Code coverage
- Tier: Free, Premium, Ultimate
- Offering: GitLab.com, GitLab Self-Managed, GitLab Dedicated
To track code coverage in merge requests, you can display a percentage in the MR widget, annotate individual lines in the MR diff, or both. Each output requires a separate keyword. Configuring one does not enable the other.
| Output | Keyword |
|---|---|
| Show a coverage percentage in the MR widget, pipeline list, and analytics graphs | coverage |
| Show line-by-line annotations in the MR diff | artifacts:reports:coverage_report |
To get both outputs, configure both keywords.
Coverage reporting
Coverage reporting extracts a percentage from your test tool’s job log output.
You define a regular expression in the coverage keyword. GitLab scans the job log,
extracts the first matching number, and stores it.

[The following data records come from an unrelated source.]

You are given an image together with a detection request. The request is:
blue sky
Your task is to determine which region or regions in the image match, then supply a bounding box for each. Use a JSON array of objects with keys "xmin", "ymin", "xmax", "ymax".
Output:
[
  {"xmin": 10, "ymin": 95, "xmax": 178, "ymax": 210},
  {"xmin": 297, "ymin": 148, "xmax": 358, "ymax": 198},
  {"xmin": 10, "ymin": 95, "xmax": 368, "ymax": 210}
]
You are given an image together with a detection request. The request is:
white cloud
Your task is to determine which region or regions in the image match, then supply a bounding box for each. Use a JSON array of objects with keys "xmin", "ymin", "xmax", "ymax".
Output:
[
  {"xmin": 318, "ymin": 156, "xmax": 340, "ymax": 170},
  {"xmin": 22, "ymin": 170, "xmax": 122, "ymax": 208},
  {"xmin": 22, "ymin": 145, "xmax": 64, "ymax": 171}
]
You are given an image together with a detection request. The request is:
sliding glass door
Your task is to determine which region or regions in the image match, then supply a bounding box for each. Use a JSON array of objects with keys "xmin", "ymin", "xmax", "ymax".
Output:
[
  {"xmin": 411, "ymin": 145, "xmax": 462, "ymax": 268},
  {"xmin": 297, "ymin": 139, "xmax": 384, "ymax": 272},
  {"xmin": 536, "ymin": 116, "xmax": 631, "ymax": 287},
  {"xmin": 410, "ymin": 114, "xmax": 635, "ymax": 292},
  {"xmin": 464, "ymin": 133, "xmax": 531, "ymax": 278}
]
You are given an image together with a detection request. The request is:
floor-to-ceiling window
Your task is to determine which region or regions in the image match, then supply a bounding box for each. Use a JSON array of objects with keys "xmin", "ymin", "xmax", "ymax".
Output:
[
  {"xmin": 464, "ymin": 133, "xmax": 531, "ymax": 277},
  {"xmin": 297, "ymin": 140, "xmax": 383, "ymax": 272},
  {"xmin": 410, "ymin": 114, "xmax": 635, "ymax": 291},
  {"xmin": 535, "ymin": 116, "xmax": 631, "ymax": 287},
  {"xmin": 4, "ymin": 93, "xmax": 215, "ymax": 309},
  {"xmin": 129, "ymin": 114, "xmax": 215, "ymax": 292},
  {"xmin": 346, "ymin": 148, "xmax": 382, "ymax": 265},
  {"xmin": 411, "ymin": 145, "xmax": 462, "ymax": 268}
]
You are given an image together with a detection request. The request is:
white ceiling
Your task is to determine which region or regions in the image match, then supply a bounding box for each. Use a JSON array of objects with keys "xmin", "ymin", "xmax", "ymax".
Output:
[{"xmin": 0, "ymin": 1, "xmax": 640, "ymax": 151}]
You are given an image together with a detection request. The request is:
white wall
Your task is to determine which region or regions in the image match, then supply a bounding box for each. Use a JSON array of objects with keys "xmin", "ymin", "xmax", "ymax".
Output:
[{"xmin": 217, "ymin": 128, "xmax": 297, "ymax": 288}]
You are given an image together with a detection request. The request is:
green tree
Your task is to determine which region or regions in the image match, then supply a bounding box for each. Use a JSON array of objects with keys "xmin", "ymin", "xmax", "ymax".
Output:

GitLab displays this value in:
- The MR widget, including the delta compared to the target branch.
- The pipeline job list.
- Per-project and per-group coverage history graphs in Analyze > Repository analytics.
- Coverage badges.
- The
Coverage-Checkapproval rule (Premium and Ultimate), which can require approval when coverage drops.
For setup instructions, see configure coverage reporting.
Coverage visualization
Coverage visualization parses a Cobertura or JaCoCo XML report that your test job uploads as a CI/CD artifact. After the pipeline completes, GitLab processes the report in the background and annotates lines in the MR diff.
Annotations appear only on files that are changed in the MR diff. Files not changed in the MR are not annotated, even if the report includes coverage data for them.
For setup instructions, see configure coverage visualization.